The Nordic Heritage course, which the women said was fast on one side and slower and slushier on the other during their 9 a.m. race, deteriorated in the men’s race, which started at 11 a.m. and finished under a strong sun after 1 p.m. Volunteers had to shovel snow on to some of the slushier spots of the course.

Freeman solidified his spot as the top U.S. long-distance skier this year with Sunday’s victory and Friday’s win in the 30K men’s pursuit. He also won two titles in January at the sprint nationals in Michigan.

“Four championships this year, I’m pretty happy about it, obviously,” said Freeman, a 2006 Olympian.

Freeman and Harvey looked strong early in a pack of six to 10 leaders that included Wilton’s David Chamberlain, who led at times. But the two eventual frontrunners opened up a 47-second lead on Kuzzy and Koos with one loop remaining.

“I was throwing little surges in the entire 50K and that was really what was breaking the pack up, when I went to the front and hammered hard,” Freeman said. “… I kept on throwing surges at [Harvey] and I knew I had hurt him pretty bad with about 5K to go. Then I put a little gap on him and I knew it was over.”

Harvey was excited to have stayed with Freeman for as long as he did, especially in his first-ever 50K. Harvey wound up 20.6 seconds behind Freeman’s time of 2 hours, 1 minute, 1.6 seconds.

“I knew the race would be good if I could stay with him for the first 30K,” Harvey said. “But I stayed with him for almost the whole race. … I felt comfortable with three [kilometers] to go. But then it’s all corners and hills and like, all

turn-y.
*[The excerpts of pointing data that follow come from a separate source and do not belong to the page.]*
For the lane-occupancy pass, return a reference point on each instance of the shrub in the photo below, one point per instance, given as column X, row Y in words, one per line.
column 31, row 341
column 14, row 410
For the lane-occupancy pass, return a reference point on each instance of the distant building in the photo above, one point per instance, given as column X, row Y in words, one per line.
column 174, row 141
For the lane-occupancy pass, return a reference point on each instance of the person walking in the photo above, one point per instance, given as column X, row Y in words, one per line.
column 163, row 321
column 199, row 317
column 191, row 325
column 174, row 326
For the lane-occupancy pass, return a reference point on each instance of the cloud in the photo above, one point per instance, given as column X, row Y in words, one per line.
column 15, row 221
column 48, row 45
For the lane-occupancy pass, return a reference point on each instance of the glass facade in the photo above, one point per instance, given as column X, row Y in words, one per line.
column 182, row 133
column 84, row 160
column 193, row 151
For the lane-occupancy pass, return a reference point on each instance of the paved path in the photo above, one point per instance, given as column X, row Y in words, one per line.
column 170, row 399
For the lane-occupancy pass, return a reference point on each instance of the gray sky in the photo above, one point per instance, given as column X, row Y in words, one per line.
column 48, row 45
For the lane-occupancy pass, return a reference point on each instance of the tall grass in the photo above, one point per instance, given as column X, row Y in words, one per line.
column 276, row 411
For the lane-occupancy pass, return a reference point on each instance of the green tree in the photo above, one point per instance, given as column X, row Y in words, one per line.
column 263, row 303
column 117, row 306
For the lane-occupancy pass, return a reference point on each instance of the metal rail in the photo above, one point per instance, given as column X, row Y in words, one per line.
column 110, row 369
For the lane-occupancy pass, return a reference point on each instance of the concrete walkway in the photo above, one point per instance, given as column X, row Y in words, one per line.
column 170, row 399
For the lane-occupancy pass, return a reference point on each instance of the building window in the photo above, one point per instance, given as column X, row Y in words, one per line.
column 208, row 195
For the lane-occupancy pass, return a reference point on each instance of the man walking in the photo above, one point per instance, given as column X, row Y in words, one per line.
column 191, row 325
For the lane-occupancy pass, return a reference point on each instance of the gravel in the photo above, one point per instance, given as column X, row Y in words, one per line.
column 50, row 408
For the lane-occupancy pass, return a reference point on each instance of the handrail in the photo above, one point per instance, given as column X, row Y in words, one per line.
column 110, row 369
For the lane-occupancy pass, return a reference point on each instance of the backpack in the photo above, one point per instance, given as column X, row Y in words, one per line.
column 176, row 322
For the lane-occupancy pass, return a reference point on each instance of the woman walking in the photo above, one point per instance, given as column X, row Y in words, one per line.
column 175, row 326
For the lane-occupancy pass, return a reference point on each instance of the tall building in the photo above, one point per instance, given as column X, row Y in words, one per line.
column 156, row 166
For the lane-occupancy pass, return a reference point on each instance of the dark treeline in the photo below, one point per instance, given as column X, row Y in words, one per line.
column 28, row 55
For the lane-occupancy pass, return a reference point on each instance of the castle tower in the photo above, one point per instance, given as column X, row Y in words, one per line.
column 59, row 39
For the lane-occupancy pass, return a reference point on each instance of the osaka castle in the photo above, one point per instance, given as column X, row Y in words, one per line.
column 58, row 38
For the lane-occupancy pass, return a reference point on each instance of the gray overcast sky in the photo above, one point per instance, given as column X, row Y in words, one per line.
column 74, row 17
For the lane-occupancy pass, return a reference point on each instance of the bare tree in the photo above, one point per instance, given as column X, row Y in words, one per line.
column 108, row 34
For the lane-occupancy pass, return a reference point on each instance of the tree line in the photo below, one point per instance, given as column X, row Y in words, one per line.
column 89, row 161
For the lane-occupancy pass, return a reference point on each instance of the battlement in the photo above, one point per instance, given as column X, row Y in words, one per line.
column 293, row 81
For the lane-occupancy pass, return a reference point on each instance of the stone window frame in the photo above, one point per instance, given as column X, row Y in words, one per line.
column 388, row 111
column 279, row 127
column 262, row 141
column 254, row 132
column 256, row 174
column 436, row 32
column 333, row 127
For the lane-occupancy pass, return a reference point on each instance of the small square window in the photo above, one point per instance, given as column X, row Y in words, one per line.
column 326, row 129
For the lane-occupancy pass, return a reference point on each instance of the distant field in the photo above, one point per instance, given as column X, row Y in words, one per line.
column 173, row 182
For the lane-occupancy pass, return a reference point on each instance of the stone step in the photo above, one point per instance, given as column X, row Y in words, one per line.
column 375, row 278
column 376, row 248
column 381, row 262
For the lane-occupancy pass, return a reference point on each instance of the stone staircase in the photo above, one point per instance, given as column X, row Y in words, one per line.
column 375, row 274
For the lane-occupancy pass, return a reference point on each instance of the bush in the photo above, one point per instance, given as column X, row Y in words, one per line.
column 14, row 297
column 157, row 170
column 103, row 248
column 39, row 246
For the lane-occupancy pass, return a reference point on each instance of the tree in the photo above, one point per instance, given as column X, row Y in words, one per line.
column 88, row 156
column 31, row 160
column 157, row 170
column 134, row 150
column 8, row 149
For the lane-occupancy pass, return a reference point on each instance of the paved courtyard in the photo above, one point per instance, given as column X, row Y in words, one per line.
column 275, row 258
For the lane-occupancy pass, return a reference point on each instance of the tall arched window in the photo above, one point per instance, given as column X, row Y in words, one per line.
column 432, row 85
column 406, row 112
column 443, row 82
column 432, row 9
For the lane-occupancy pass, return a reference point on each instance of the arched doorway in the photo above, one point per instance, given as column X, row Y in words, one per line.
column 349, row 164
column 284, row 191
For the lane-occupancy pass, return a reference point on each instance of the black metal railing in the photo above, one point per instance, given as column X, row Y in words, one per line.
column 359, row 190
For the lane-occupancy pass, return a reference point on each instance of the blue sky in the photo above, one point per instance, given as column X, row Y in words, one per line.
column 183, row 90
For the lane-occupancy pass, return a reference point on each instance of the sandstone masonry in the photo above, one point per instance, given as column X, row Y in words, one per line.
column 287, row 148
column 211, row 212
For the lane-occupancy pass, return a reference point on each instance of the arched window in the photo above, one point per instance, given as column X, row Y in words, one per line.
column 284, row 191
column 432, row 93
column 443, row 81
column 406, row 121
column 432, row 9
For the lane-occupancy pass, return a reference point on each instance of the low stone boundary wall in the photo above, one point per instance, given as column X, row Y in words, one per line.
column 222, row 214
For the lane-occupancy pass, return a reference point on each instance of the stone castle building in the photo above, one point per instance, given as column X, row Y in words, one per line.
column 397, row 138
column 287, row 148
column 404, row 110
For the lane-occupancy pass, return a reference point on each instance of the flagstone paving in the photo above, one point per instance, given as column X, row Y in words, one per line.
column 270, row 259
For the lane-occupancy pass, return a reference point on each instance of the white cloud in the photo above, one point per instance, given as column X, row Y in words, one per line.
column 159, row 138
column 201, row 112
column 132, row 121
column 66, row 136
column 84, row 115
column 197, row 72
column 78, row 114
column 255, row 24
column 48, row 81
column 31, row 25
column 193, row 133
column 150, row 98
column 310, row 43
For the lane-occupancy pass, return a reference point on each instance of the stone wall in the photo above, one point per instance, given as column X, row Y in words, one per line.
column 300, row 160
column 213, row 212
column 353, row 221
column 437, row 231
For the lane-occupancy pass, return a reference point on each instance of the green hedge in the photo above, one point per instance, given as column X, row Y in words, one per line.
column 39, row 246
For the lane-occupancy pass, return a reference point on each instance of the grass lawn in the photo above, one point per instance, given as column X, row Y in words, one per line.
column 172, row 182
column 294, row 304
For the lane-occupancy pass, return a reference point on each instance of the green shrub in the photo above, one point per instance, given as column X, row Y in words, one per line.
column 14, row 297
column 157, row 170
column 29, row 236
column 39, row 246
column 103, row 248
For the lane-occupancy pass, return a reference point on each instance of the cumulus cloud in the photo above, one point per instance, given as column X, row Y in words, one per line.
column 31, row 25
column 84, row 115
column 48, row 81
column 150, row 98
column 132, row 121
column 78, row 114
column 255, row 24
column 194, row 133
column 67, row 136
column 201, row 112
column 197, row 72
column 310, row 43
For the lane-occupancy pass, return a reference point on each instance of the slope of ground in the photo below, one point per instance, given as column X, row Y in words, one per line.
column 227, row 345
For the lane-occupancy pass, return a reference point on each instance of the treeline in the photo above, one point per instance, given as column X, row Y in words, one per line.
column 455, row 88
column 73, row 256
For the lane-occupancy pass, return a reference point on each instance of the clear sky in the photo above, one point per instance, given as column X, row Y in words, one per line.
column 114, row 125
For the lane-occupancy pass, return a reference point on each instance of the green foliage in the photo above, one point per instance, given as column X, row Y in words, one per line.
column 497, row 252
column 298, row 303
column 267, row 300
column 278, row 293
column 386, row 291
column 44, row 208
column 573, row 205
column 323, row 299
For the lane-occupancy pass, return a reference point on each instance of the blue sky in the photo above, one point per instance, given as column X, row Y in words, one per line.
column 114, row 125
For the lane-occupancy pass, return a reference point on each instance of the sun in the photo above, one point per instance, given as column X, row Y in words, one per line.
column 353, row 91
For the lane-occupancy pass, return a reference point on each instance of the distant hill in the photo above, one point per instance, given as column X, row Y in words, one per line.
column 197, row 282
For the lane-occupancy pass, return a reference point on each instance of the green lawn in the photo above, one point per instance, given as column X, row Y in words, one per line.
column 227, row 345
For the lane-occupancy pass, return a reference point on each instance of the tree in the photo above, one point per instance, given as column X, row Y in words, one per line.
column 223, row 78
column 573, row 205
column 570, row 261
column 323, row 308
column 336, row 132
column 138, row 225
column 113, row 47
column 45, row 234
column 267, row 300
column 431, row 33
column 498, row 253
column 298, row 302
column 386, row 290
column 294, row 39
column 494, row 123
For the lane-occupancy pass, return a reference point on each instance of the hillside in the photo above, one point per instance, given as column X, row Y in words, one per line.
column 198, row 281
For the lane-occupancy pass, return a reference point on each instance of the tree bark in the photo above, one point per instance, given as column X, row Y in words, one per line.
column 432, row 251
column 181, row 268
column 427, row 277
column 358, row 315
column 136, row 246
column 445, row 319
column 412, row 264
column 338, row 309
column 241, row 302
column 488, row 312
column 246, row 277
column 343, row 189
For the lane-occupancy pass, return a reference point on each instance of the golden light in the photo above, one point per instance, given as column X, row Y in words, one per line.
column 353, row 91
He was almost jumping on top of the snow and I couldn’t match that.”

Alaska native Mannix and Vermont’s Stephen, who crossed the finish line 1.3 seconds after Mannix’s time of 1:20:03.7, both said they had fun trading leads and skiing in a trio with Webster.

“It seemed like I liked to lead [on the Presque Isle loop side] and Liz liked to lead [on the Fort Fairfield side],” Mannix said. “We did kind of switch off and on, and when you ski with people, you kind of figure out if it works, weaving and following and taking turns. That was really fun.”

At one point Webster got stuck in a pack as far as two kilometers back but was able to make up the distance.

“I had to make a break for it … I was kind of tired,” she said. “I don’t know if I should have hung out in the back as much as I did. I might not have been as tired.”

Webster dropped off with about 5K to go. Once it was just Stephen and Mannix, Stephen took an outside lane down to the finish line, but Mannix had opened up a gap and was too far ahead.